Although now they have deleted all rubber ducks, since the concept of rubber ducks itself might be copyrighted https://commons.wikimedia.org/wiki/Commons:Deletion_requests/Files_in_Category:Rubber_ducks
Last edit: Benito van der Zander 2017-08-04
Thank you for the fast reply. That is interesting. I was not aware of that. What are the plans now? Please bump the version number, if you release a clean version. It would brake our packages else...
The ticket was closed, but the solution is not clear. Could you write a line, which action was taken, if any?
no action has been taken.
So, we don't think the image is a license violation?
What about the following solution: We could ask on tex.sx, if someone is willing to prepare a tex-code for a yellow duck. We can add the duck plus the source code and attribute the creator. This would even have some connection to tex and the unlucky license problem is solved.
Could do. However, I'm not in favor of it. IMO we should either we leave it as is or remove it. Everything else is not worth the effort. I'm still not clear if the image may be a license violation.
Could you reopen the ticket, please?
For a clean open source project it is important that all external files have the appropriate licence which should be tracable. As far I understand the situation, many ducks were deleted on commons, because they were a derived work from a non-free duck but the deletion article is not very clear about that.
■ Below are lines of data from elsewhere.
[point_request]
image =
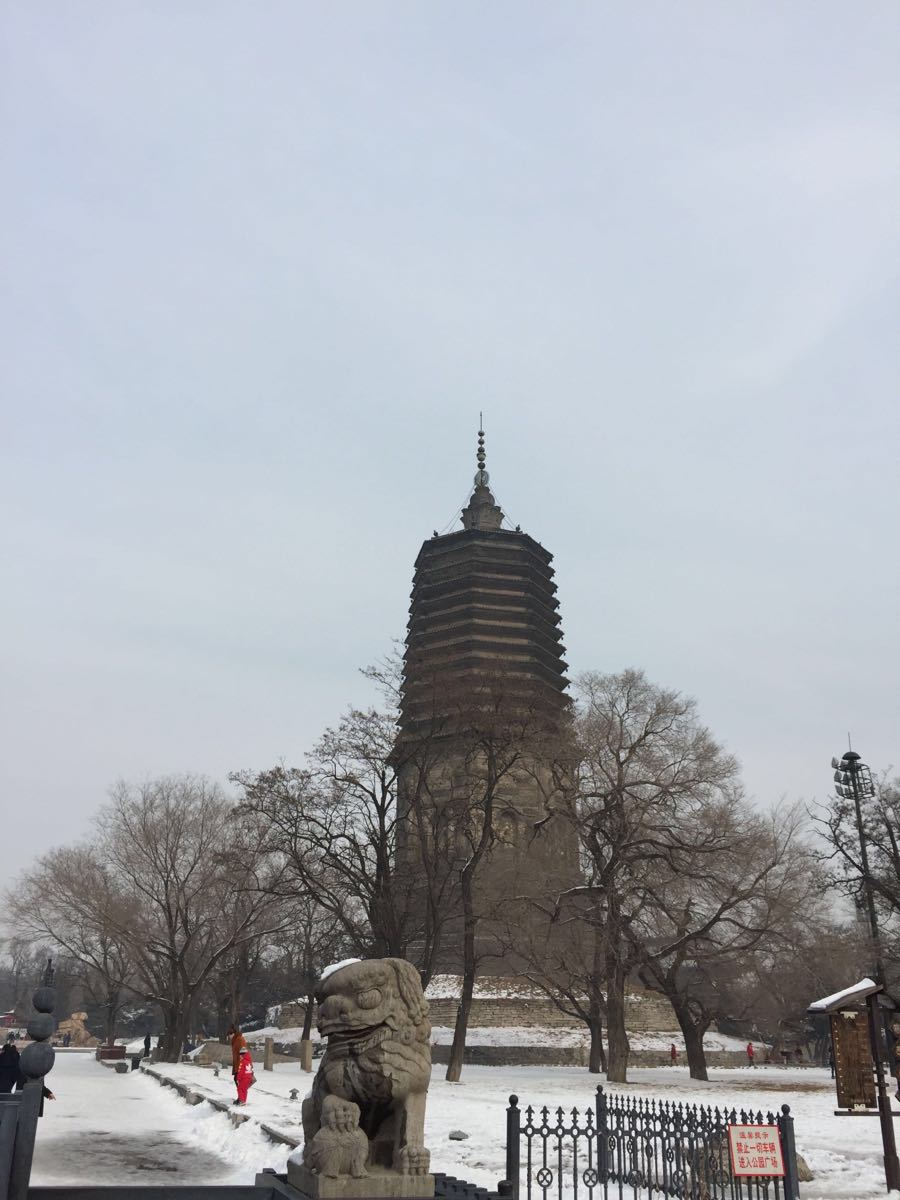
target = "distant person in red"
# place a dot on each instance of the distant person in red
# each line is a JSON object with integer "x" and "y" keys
{"x": 245, "y": 1078}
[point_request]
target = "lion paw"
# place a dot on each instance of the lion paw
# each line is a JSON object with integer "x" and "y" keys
{"x": 414, "y": 1161}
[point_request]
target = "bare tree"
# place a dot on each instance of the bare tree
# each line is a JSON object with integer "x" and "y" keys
{"x": 737, "y": 883}
{"x": 195, "y": 886}
{"x": 71, "y": 899}
{"x": 646, "y": 771}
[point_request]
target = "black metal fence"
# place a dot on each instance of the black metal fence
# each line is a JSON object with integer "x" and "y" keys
{"x": 627, "y": 1147}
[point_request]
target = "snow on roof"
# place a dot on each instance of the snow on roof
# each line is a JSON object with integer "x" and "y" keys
{"x": 857, "y": 993}
{"x": 336, "y": 966}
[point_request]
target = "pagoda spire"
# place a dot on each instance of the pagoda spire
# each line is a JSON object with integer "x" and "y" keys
{"x": 483, "y": 511}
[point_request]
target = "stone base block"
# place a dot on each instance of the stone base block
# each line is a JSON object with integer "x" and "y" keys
{"x": 378, "y": 1185}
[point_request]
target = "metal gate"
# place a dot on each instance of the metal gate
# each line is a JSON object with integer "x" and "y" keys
{"x": 627, "y": 1146}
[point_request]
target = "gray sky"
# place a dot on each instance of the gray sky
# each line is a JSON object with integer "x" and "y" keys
{"x": 264, "y": 263}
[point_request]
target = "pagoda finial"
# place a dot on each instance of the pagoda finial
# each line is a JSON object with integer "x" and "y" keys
{"x": 483, "y": 511}
{"x": 481, "y": 475}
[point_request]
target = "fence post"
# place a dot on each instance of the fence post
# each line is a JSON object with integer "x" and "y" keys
{"x": 36, "y": 1061}
{"x": 603, "y": 1137}
{"x": 513, "y": 1129}
{"x": 789, "y": 1149}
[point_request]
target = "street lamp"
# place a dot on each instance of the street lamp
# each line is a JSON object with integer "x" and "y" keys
{"x": 853, "y": 781}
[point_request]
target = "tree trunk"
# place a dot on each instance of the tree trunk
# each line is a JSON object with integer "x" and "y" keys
{"x": 457, "y": 1049}
{"x": 693, "y": 1036}
{"x": 617, "y": 1036}
{"x": 597, "y": 1062}
{"x": 175, "y": 1033}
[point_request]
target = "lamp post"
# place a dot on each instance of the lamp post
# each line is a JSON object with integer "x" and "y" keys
{"x": 853, "y": 781}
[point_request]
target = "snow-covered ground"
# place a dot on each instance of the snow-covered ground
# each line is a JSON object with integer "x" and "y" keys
{"x": 844, "y": 1153}
{"x": 111, "y": 1128}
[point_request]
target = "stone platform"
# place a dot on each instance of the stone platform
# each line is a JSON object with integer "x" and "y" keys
{"x": 378, "y": 1185}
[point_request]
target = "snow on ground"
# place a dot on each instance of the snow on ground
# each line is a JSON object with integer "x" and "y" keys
{"x": 844, "y": 1153}
{"x": 111, "y": 1128}
{"x": 543, "y": 1036}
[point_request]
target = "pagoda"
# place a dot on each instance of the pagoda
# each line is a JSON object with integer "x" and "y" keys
{"x": 485, "y": 649}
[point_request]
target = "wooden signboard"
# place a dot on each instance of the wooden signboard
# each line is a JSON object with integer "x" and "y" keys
{"x": 853, "y": 1060}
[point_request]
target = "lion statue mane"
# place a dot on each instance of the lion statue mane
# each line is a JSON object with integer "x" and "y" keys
{"x": 378, "y": 1056}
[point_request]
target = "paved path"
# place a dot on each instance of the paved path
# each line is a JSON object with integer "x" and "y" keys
{"x": 111, "y": 1128}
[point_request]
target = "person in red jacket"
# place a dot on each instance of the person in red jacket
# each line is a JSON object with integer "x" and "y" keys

TXS does not attribute the author, license and source of the picture either.
If Commons deleted the picture without reason AND the author licensed the picture as PD, the chances are high, that there is no license problem.
Your suggestion to remove the easteregg completely would find many friends
https://tex.stackexchange.com/questions/332307/how-to-turn-off-the-yellow-duck-in-texstudio
If you think, that the picture was not legal to copy and distribute, you should rebase the repository.
This would be my favourite solution too, but it is your decision.
I am looking forward to your solution, so that we can have a recent texstudio with a clean License (in Gentoo Linux) again soon. It is really a blocker, because license violations can get very nasty and are a blocker for open source.
we need to know what was at http://en.wikipedia.org/wiki/File:Rubber_Duck.jpg
I think wikipedia admins can still see it. I wrote a mail to the admin who deleted the duck
Any news?
No response
Perhaps someone knows another wikipedia admin?
What do you think about this duck as alternative? https://www.ctan.org/pkg/tikzducks
It even has a connection with TeX and we get this thing to an end after 2 months.
Or alternatively removing it at all?
Both fine by me.
To get this out of the way, I propose to simply remove the picture. Please speak up, if you do not agree.
I thought the tikz ducks look nice
Ok, then let's use these. Any particular preference?
Ok, I've take the action to replace the image by the basic tikzduck. This is good enough for me. You are free to add more styling if you like.